Except some people.....can't.....
Some people, I'm sorry to say, use the internet to "Escape" from their reality......to hide behind their screens in an attempt to be appreciated......and sometimes....this works........but this is a double edged sword......since as great as the internet is to "escape".......there are those who want to bring them back into reality.....
I call them "Haters". Most people do anyway. These...."people"....if one can call them that........make it a point to harass and attack certain people that...they simply don't like.....sometimes they have legitimately good reasons.....but more often than not, their reasons are cold and selfish.......I know for a fact that there are a few who covet that hate......thrive on it even.....and I......can't stand that....but there's not much I can do really....except protect my friends as best as I can.
And yet, sometimes, that's not enough. There are those out in the world who are alone. Utterly and completely, they are alone. This is a FACT. I know this....because I know one......and even though we're "Friends" in this....virtual life....he is still alone. I try to help him....but I can't.....my words, to him, are just.......words. I've said before to some of my own friends that words are POWERFUL, but the words that are filled with hate.......even more so.....
Over the years, I've learned to deal with such comments. I can take them harder than some people see. I can ignore them, joke about them, even agree with them.....and just like that the words simply.....melt away.......most of the time anyway....but even if I CAN do that….others….can’t.
I’ve seen this with my own eyes. Hateful words, from mouths and in comments, sending perfectly good people down to the ground with tears streaking down their cheeks. I’ll help them up from the ground and tell them some advice, then I’ll keep an eye on them and help when I can…..but…from my side of the screen….sometimes that’s all I can do……yet most of the time, though, this works just fine. They’ll come out stronger and wiser. They’ll be happier for it. In the end, that’s all I can ask………but then……there are those who I try to help……and then….it doesn’t work.
I can’t stand it. I love helping people, and when I see that my words don’t work, I try to help them still….over and over and over again……I help with all of my might……but then….they are gone.
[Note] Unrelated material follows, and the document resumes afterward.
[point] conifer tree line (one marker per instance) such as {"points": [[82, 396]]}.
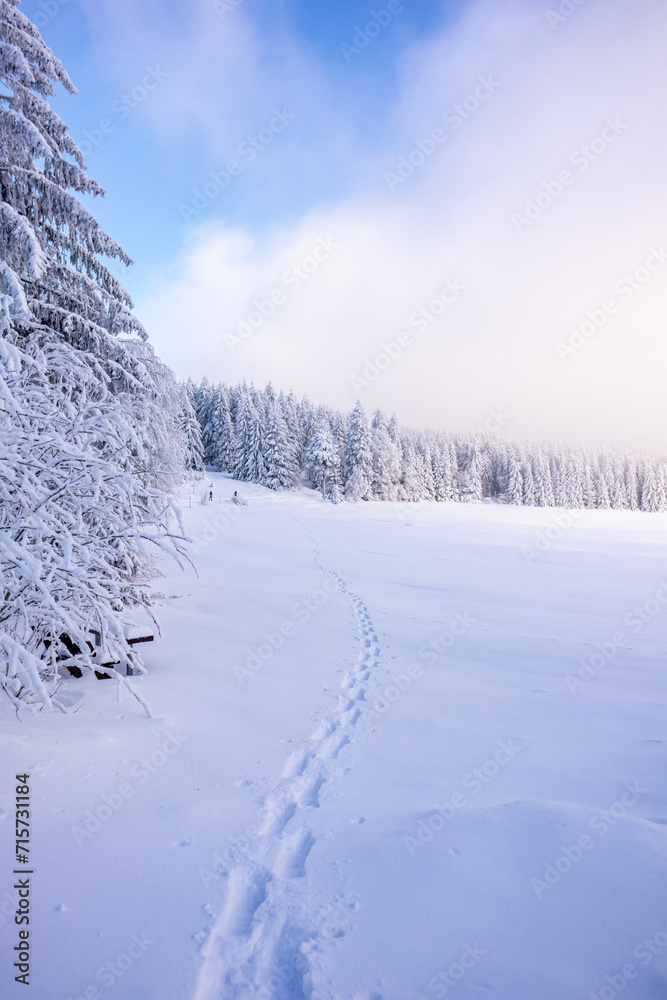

Their dark thoughts and loneliness take them away. Certain blades seem…kinder to them……and large drop offs…..a release….I’m only one guy…..one guy trying to protect one person…..on the other side of a glowing…..changing…..delicate screen…..and sometimes I’m just not enough……
Now, I have lost two friends. Two amazing people who have simply…..vanished. Both seemed perfectly fine one day…albeit….with shorter and shorter comments…….and then the next day….they’re gone. Just like that. No explanation. No note of warning. Nothing. They are gone and I’m left to wonder……
Were they in pain? Were they hiding their true feelings? Was it….me? I’m left to wonder if there might have been something…..anything…..I could have done……but no….there was just me….safe behind my screen…typing away like I am now on a black keyboard….trying to convey some feeling into what I am saying…..and they simply left.
I go back to their last comments to me. I try to read between the words, to try and catch…something…..anything……but I can’t find it……then I realize something…..they WERE in pain…..or they didn’t know it yet….or they weren’t in pain….and they vanished because……they’re gone. Without warning, without knowing they would be…leaving….they were taken away by another or by the powers of nature itself…..and we’ll never know…unless in the unlikely event that they told us their true name……
I have lost some good friends….and I’m left to wonder…..why?